Tuesday, December 11, 2012

Last week!

It's my last week of my first semester as a college student. And all I can think is, where did the time go?

Like with anything, I walked into West Halls with expectations. I was convinced a bundle of fun times and positive feedback were ahead of me. I thought growing experiences would be some daily routine, like brushing my hair (although that is quite a process, let me tell you) or making my bed (an improvement from my high school routine). But I quickly learned that college is not a Lifetime movie. There were disappointments. There were some ridiculous comments that have come out of sleep deprivation and stress. There were moments in which I wanted to bang my head against my desk and say "if I hear one more thing about vampires, I'll scream."

I'm also not the most outgoing person on the planet, which made it seem like every college preparation book was rubbing it in my face when it was all "you're gonna make so many friends you won't be able to count them." So hey, maybe going out and partying with friends does affect one's ability to do math. This is probably the aspect of college I struggled most with, because I was bound by the perception that quantity overpowers quality, which, as my science professor pointed out when discussing our blog assignment, is simply ridiculous. I've been happy to meet and converse with new people, but I'm not the type of person who says, "you had cereal for breakfast too? OMG besties!" It's a slower process for the shy sort, but for now, I'm enjoying the company of the people in clubs I've joined, and I've also realized that throughout the awkwardness of friend-making, it's not a bad thing to have a bunch of familiar faces from high school.

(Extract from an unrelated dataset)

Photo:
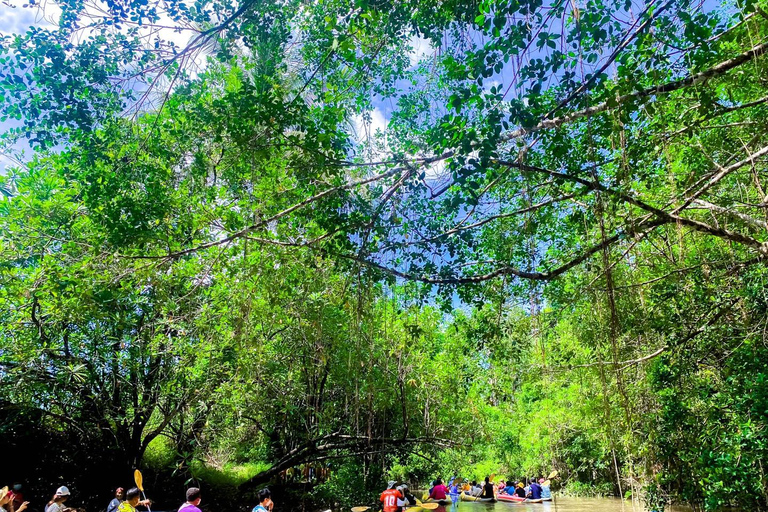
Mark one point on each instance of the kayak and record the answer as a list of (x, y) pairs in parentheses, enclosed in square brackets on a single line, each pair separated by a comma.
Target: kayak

Sure, I don't want to get stuck in a rut where lunch time gossip and gym class humilities are the last time I'll ever grow socially, but it's through my best friends that have also come to PSU that I realize quality laughs in quanitity's face every single time. Just by rooming with my best friend this semester I've learned a lot about her, and, consequently, myself. I don't know what it is about those few minutes before bed, but nighttime chats seem to be the most philosophical and meaningful. Even when I'm eighty years old with a cane and no teeth, I won't forget those talks.

In terms of classes, the work load has been manageable, but I've still stretched myself to think critically and to question everything. My comfort zone has always been in creative writing, but I doubt inventing a story in which Charles Foster Kane falls in love with Norma Desmond and they live happily ever after would impress my English teacher, no matter how many times I used the word "albeit" (another thing I've learned: if you use that word more than once in an essay, you sound like a pretentious ass). But as it turns out, analytical essays are not entirely painful to write. They can, on occasion, even be fun. It makes reading a book even more engaging because an analytical reading requires every sentence, every word, to matter. Reading for leisure is still important, but it's easier to skim over something that could be vital to a story. Through analytical writing, I've become a better reader, a better thinker.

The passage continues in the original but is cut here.